Question

Construct a circle of radius 3.5cm and construct a central angle of measure $80{}^\circ $ and an inscribed angle subtended by the same arc. Construct tangents at the endpoints of the arc and extend them to intersect each other. Comment your observations

Answer 1

Hint: Tangent to a circle forms a right angle with the radius at the point of contact. Hence when drawing tangent at a point on the circle, join the centre of the circle with the point and draw a line perpendicular to that line passing through the given point. The line hence constructed will be tangent to the circle.

Complete step-by-step answer:

The constructed figure is as shown above.
Steps of Construction:
[1] Mark a point O on the paper.
[2] With O as centre and radius OP = 3.5cm draw a circle.
[3] Mark any point A on the circle.
[4] Using a protractor construct an angle of $80{}^\circ $ on the line OA and let the other arm of the angle meet the circle at point C.
[5] Mark any point B in the alternate segment.
[6] Join CB and AB. $\angle \text{CBA}$ is an inscribed angle subtended by the minor arc $\overset\frown{AC}$ .
[7] Draw $\angle \text{DCO=90}{}^\circ $ and $\angle \text{EAO=90}{}^\circ $ . Let DC and EA meet at point T.
[8] Hence TA and TC are the tangents at the points of the minor arc $\overset\frown{AC}$ .
[9] measure $\angle \text{CBA}$ and $\angle \text{CTA}$
Observations: $\angle \text{CBA=40}{}^\circ \text{=}\dfrac{1}{2}\angle \text{COA}$ and $\angle \text{CTA=180}{}^\circ \text{-}\angle \text{COA}$.
[a] Hence the angle subtended by an arc in the alternate segment is half the angle subtended by the arc at the centre of the circle.
[b] If tangents at any two points A and B of a circle with centre O meet at T, then TAOC is a cyclic quadrilateral. TAOC is also a kite.
Note: [1] Angle subtended by an arc at the centre of a circle is twice the angle subtended by the arc in the alternate segment.

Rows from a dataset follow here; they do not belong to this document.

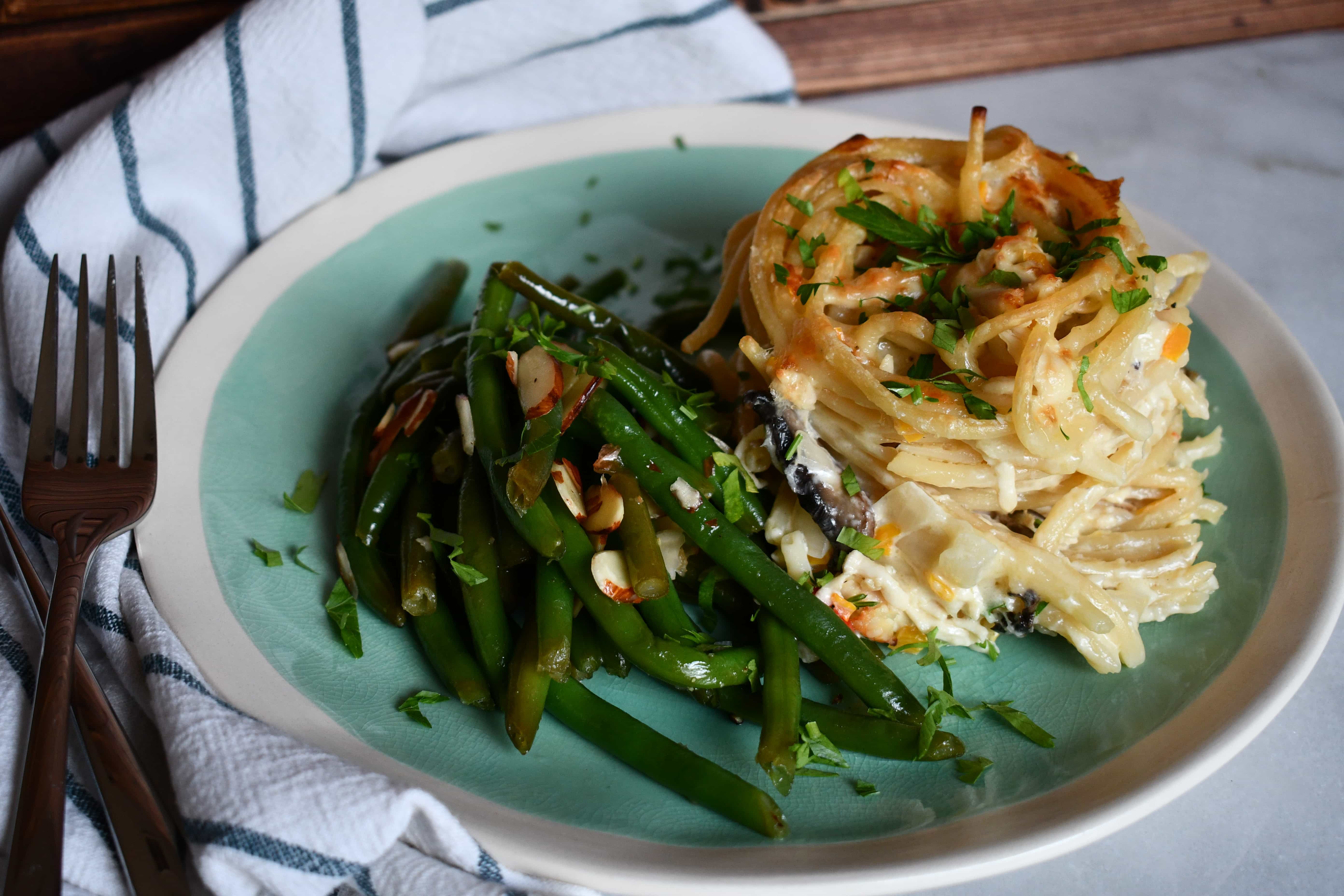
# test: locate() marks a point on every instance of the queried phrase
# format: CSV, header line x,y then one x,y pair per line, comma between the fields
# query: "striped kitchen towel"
x,y
190,168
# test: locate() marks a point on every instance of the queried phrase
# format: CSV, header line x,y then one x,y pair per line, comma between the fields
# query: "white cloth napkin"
x,y
190,168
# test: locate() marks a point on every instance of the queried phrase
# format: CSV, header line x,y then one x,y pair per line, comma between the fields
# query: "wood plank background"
x,y
56,54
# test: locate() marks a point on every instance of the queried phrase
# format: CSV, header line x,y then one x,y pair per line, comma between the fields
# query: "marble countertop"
x,y
1241,147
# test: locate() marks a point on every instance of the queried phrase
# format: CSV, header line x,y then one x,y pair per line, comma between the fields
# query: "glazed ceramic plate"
x,y
292,338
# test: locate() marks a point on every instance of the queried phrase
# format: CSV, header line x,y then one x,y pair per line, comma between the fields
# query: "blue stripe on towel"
x,y
355,76
131,173
50,151
243,126
707,11
220,833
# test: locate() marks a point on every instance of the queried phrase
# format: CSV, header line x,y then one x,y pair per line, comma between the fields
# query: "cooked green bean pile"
x,y
527,488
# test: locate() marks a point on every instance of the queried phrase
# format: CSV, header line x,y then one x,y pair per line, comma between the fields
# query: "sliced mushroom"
x,y
566,477
810,469
613,577
605,508
539,382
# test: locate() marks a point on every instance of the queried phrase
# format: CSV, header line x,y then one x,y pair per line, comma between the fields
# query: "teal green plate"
x,y
284,404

Hence from the diagram above, we have $\angle \text{COA=2}\angle \text{CBA}$
Proof:
In the triangle COB, $\angle \text{COG}$ is an exterior angle.
So, we have
$\angle \text{COG=}\angle \text{CBO+}\angle \text{BCO }\left\{ \because \text{exterior angle property} \right\}$
Since OB = OC {radii of the same circle},
So, we have $\angle \text{CBO=}\angle \text{BCO}$
Hence $\angle \text{COG=2}\angle \text{CBO (i)}$
Similarly $\angle \text{AOG=2}\angle \text{ABO (ii)}$
Adding equation (i) and equation (ii), we get
$\begin{align}
  & \angle \text{AOG+}\angle \text{COG=2}\angle \text{ABO+2}\angle \text{CBO} \\
 & \Rightarrow \angle \text{COA=2}\angle \text{CBA} \\
\end{align}$
Hence proved.
[2] If tangents at any two points A and B of a circle with centre O meet at T, then TAOC is a cyclic quadrilateral. TAOC is also a kite.

Proof:
Since CT is tangent to the circle, we have $\text{CT}\bot \text{OC}$
Similarly $\text{OA}\bot \text{AT}$
Hence $\angle \text{OCT+}\angle \text{OAT=90}{}^\circ \text{+90}{}^\circ \text{=180}{}^\circ $
Applying angle sum property in quadrilateral TAOC, we get
$\angle \text{CTA+}\angle \text{COA=180}{}^\circ $
Hence TAOC is a cyclic quadrilateral.
Also in triangle OAT and OCT, we have
$\angle \text{OAT=}\angle \text{OCT}$ (each 90)
OT = OT (common side)
OA = OC (radii of the same circle)
Hence $\Delta \text{OAT}\cong \Delta \text{OCT by RHS congruency}$
Hence OA = OC and AT = CT (corresponding parts of congruent triangles)
Hence TAOC is a kite.